Remember When for the week of 2/6/18
95 years ago
Representatives of a sugar beet factory in Fallon, Nevada visited a site outside Standish to talk to farmers concerning the viability of growing beets in the Honey Lake Valley.
They planned to plant 2,000 acres and sell the beets for $7 a ton.
70 years ago
Shoe rationing got under way in Lassen County. The law prohibits people from buying more than three pairs a year.
Merchants found selling too many shoes were heavily fined. Rationing was to help conserve rubber and leather during World War II.
45 years ago
Governor Ronald Reagan notified Judge Stanley Arnold of the Lassen County Superior Court he was appointed by the Senate Rules Committee to serve as a member of the California Council on Criminal Justice.
The council evaluated state and local programs aimed at preventing crime and developed guidelines for expanding communities to effectively handle drastic increases in social unrest.
30 years ago
Members of the Susanville City Council discussed the possibility of increasing their salaries and health benefits to meet the statewide average of western cities similar in size to Susanville.
Local council members were making $125 per month, compared to the average $300 per month.
Mayor Dave Foster expressed a concern that if a pay raise was not enacted, quality candidates would choose to not run for office.
25 years ago
Reports of a nearby ground collapsing, in some places by as much as 11 feet, have raised questions regarding the geothermal project in Amedee.
The Lassen County Planning Commission heard a report presented at its Wednesday, Feb. 3 meeting. Scientists investigating the fracturing, or “ground subsidence” at the Amedee Geothermal project near Wendel, disagree not only on what is causing the problem, but also on whether it should even be considered a cause for concern.
21 years ago
Lassen County’s Juvenile Hall is now open full time. Last week, the board of supervisors voted to keep it that way.
At the Jan. 27 meeting, the board moved to triple the size of the facility.
The board also approved a memorandum of understanding with three neighboring counties to send their problem juveniles to the hall to help pay for it.
16 years ago
Lassen County schools rank above average compared to statewide schools, according to the Academic Performance Index released Jan. 16. Elementary schools performed particularly well when compared to similar schools, with Diamond View School and Johnstonville Elementary School receiving a nine, on a scale of one to 10, with 10 being the best.
11 years ago
Pay attention. This may be one of the last times you will ever see the term California Department of Forestry and Fire Protection.

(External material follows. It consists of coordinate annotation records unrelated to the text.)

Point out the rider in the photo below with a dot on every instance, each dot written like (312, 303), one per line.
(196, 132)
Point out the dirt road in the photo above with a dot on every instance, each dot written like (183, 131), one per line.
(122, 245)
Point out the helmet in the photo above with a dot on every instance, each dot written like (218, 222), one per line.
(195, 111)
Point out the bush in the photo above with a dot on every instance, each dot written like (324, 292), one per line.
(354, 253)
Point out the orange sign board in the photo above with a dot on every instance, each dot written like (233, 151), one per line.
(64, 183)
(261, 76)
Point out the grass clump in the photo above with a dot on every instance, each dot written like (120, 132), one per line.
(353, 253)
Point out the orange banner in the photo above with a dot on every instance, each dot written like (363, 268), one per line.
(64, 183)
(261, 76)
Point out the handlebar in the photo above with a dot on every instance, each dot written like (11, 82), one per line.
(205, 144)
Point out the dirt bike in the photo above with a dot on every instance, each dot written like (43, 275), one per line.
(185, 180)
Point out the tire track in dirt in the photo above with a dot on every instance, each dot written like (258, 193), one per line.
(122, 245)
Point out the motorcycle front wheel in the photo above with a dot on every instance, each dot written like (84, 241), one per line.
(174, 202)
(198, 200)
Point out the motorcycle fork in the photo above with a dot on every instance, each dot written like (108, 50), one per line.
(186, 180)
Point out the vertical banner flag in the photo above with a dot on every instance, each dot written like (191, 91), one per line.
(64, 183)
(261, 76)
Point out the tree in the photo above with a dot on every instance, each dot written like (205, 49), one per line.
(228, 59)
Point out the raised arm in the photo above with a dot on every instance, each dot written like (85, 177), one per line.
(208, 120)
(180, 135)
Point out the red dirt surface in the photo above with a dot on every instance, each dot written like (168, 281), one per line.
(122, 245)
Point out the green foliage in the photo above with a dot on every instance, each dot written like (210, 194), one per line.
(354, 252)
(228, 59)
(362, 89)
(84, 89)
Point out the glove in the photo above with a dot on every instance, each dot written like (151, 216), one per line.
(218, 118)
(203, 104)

That’s because CDF Director Ruben Grijalva announced on Jan. 24 that Cal Fire was going to be the new abbreviation reference for the state agency.
“We’re the largest fire department in the state of California,” said Fire Captain Paul Trenholm from the Lassen Modoc-Unit. “And we’re the third largest in the nation. We wanted to be seen as firefighters, and we wanted a name that would reflect that.”
The name change comes as a result of Assembly Bill 1423, which went into effect on the first of this year. In a press release sent out by CDF on Jan. 24, it said the bill explained “to minimize any unnecessary costs, the bill stipulates that no current materials, supplies, signs, insignias, decals or logos shall be destroyed or changed as a result of the authorization to use Cal Fire.
The fallout from national politics has landed right here in Lassen County.
President Donald Trump made good on his campaign promise to freeze the hiring of most federal employees when he signed a Presidential Memorandum on Monday, Jan. 23 — a directive that so far has cost 28 federal employees at Sierra Army Depot in Herlong their jobs.
Lori McDonald, public affairs officer at SIAD said many of the federal workers at the base are hired on one-year contracts, and under Trump’s order they cannot be rehired when those contracts expire.
She said the depot is trying to be proactive and help employees deal with the uncertainty they’re facing.
McDonald said such a hiring freeze is typical when a new administration takes office.